On music
One of the high-water marks of popular music, certainly of jazz music, is Miles Davis’s Kind of Blue (1959), which almost by itself jolted jazz out of the bebop era. A Davis biographer said that with Kind of Blue he was “trying to evoke the sound of a gospel choir he had once heard on a dark road in Arkansas.”
Kind of Blue: 50th Anniversary Collector’s Edition (Legacy/Columbia) offers a gold mine of outtakes, related tracks, a DVD documentary, a commemorative essay—and a blue vinyl LP inside the original album packaging.

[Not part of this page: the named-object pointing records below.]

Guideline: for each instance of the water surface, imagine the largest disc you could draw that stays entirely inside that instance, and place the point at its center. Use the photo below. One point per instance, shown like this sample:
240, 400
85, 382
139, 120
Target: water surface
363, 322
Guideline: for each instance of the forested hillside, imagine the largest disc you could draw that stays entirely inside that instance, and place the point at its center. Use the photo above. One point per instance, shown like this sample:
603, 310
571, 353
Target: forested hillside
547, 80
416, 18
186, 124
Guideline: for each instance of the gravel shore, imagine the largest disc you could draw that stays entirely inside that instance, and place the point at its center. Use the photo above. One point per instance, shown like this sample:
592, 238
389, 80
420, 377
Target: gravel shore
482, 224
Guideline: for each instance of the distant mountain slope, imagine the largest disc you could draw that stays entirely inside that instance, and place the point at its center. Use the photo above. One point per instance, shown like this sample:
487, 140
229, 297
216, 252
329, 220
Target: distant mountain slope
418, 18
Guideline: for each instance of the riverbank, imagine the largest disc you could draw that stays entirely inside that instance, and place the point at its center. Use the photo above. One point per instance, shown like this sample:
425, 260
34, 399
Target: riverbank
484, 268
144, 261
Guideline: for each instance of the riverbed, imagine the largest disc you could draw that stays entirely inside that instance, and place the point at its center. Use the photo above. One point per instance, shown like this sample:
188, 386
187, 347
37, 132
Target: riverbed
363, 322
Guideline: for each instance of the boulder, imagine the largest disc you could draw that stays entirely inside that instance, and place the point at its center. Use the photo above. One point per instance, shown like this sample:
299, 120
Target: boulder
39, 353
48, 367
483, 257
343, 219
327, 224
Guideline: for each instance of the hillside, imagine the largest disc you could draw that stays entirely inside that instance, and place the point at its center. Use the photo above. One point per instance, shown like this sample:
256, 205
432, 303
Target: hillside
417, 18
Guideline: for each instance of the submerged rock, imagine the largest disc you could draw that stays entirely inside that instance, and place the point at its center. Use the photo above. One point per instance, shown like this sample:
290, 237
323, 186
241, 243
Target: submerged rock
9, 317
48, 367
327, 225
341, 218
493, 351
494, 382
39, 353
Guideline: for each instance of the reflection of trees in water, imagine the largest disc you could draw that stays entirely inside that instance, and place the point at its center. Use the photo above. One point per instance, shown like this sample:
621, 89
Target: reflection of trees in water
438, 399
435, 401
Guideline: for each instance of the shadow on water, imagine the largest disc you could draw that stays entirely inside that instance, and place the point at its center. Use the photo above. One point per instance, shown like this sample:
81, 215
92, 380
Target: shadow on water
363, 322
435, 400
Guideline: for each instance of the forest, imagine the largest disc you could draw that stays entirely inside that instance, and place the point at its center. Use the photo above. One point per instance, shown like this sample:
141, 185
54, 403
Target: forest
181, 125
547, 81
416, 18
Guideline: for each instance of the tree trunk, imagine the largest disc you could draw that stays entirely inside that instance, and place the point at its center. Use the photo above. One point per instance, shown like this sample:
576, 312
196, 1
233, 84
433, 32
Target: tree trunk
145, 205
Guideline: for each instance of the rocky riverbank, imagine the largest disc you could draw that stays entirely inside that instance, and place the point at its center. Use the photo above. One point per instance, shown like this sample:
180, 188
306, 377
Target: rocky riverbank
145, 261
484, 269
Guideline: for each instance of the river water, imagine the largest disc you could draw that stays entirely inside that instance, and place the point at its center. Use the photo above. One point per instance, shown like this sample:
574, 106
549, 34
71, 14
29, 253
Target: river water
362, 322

On the series of false starts and run-throughs for “Freddie Freeloader,” Davis’s perfectionism and ear for detail leap to the fore. On the first take he cuts off after less than a minute, deeming it “too fast.” The difference would be barely audible to the average listener, but Davis is right. On the second take he halts with a sharp whistle, telling pianist Wynton Kelly, “Don’t play no chord going into the A-flat.”
Instead of using complex chords, Davis envisioned Kind of Blue as heavy on blues influence, built on spare scales and the improvisations around them. Even an 18-second snippet from “All Blues” shines a light on how taxing the sessions could be: the musicians practically collapse from playing the same riff over and over. (The final version of the song clocked in at 11:32.)
For all the sweating done over details, Kind of Blue took less than ten hours of studio time to record. Davis had assembled a band for the ages, including John Coltrane on tenor sax, Julian “Cannon ball” Adderley on alto sax, Wynton Kelly and Bill Evans on piano, Paul Chambers on bass and James Cobb (the band’s only surviving member) on drums. The original 45-minute album sounds more pristine and crisper than the earlier Columbia CD editions, highlighting the growl in Cobb’s ride cymbal on “All Blues.” The project was remixed and remastered from the original session tapes recorded at Columbia’s 30th Street Studio in New York.
Davis and his soloists play with unfettered freedom, somehow sounding loose and threading the needle at the same time. Their interplay dispels any notions of jazz as boring or technical; it’s a musical conversation marked by give and take, and likely to give you goosebumps.
Other albums of note:
Chrissie Hynde returns to form with an album that plays to her strengths as a lyricist and rocker. Concrete was recorded live in a studio with session drummer Jim Keltner, known for his work on solo Beatles records. “The Nothing Maker” knits a sepia-toned sonic quilt with shaker, slide guitar and 12-string electric, while “Boots of Chinese Plastic” roars from the gate, sporting this poignant verse: “Jesus Christ came down here as a living man / If he can live a life of virtue, I hope I can.”
An arresting visual artist once signed to Peter Gabriel’s Real World label, Arthur turns in a husky-voiced effort that merits comparisons to roots rockers Wilco, the Jayhawks and James Mc Murtry. Songs such as “Faith” balance an upbeat rock feel (augmented by slide guitar and sitar) with paradoxical lyrics: “When I go, it’ll be like no one was here / Nothing to love and nothing left to fear.” “Winter Blades,” with its distorted vocal and stomping beat, feels like a fuel-injected Rod Stewart outtake.
Time and personal tragedy haven’t been kind to Brian Wilson, who sings more like a weathered uncle than a golden-throated Beach Boy on Sun. But he certainly makes a valiant effort on this concept album that traces a day in L.A. and takes its title from a Louis Armstrong track. Two Chicagoans (Paul Von Mertens on orchestrations and guitarist Scott Bennett as co-songwriter) add bright California flavor to the music, and Van Dyke Parks contributes his lyricism to the amusing narrative breaks.
Many country artists extol faith themes, but Raye has always gone further in proclaiming his Christianity, while avoiding too-corny conceits. The title track’s country-rock beat recalls Don Henley; Raye’s raspy tenor even sounds like that ex-Eagle as he recounts tales of sinners lured a step too far. “Mid-Life Chrysler” celebrates a farmer who’d rather paint the town with his wife than get a hair weave, while “The Only Jesus” reminds listeners of their roles as living witnesses.
Painstakingly remastered by Sundazed, the 24 songs here (presented in chronological order) sound as if Cash recorded them just weeks ago. Alongside such hits as “Get Rhythm” and “Folsom Prison Blues,” lesser known songs hold their own, as much for unvarnished honesty as musicality. On “So Doggone Lonesome,” you can hear Cash trying to find his voice while guitarist Luther Perkins struggles to keep up. Their sound (rounded out by bassist Marshall Grant) hit paydirt in 1956 with “I Walk the Line,” also featured here.